The support hasn’t been just verbal.
Nick Piazza, a Cody businessman whose company, SP Capital Management, is based in Ukraine, also owns Sleeping Giant Ski Area west of Cody. Sleeping Giant is contributing all of the proceeds from this weekend’s ski day to support Ukraine.
“Every dollar that’s earned on that day is going to be directly donated from us – from Sleeping Giant – to the Ukrainian Armed Forces,” Piazza said. “There’s a foundation in Ukraine called Come Back Alive, and we plan to donate to them. They basically made sure that soldiers have the supplies they need to defend the country.”
Piazza said that donating in this way is the responsible thing to do, given that the purchase of Sleeping Giant was made possible by the success of his business in Ukraine.
“A large portion of the money we’ve earned in our careers as the Piazza family has come from Ukraine,” he said. “It’s the responsible thing for us to do, to try to give a little bit back, and we think that it’s a fun way to allow people in Park County to come out and show their support.”
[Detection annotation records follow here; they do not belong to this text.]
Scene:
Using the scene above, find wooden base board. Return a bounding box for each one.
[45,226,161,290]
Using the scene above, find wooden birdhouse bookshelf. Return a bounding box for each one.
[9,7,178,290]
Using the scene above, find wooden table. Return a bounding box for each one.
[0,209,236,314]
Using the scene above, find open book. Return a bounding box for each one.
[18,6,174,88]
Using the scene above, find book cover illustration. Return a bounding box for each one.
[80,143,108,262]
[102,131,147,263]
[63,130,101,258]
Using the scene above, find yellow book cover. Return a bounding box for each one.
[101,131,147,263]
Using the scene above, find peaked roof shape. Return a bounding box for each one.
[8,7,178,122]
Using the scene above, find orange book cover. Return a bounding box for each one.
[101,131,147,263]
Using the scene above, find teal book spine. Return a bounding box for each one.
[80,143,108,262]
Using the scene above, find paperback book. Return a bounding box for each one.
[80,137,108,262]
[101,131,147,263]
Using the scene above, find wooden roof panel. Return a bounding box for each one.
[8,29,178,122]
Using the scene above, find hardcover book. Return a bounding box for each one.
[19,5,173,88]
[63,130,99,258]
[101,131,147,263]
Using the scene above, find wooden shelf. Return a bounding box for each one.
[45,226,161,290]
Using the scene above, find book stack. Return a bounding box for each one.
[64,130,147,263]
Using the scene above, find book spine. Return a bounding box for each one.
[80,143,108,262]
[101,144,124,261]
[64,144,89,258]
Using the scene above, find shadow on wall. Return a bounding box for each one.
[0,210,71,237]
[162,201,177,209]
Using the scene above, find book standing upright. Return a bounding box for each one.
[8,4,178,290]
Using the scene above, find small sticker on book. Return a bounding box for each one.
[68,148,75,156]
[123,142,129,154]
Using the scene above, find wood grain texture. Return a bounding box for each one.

For those who want to help but can’t go skiing on Saturday, Piazza said supporters can purchase a ski ticket online for Saturday, March 5, and put a “love note” to Ukraine in the notes line.
“We’ll redeem the ticket and add it to the fund,” he said.
Piazza said he’s heard from many county residents who are anxious to support Ukraine. He pointed out that there are several other options, listed below.
For those looking to donate money directly to Ukraine’s Army, please follow this link. “The National Bank of Ukraine, basically the Fed, has set up accounts,” Piazza said.
For those looking to send supplies for humanitarian efforts, Nova Poshta Global is a private parcel service similar to UPS. “You can ship supplies to their US warehouse and they will make sure they get to Ukraine,” he said.
Piazza urged people to do more than donate in support of Ukraine.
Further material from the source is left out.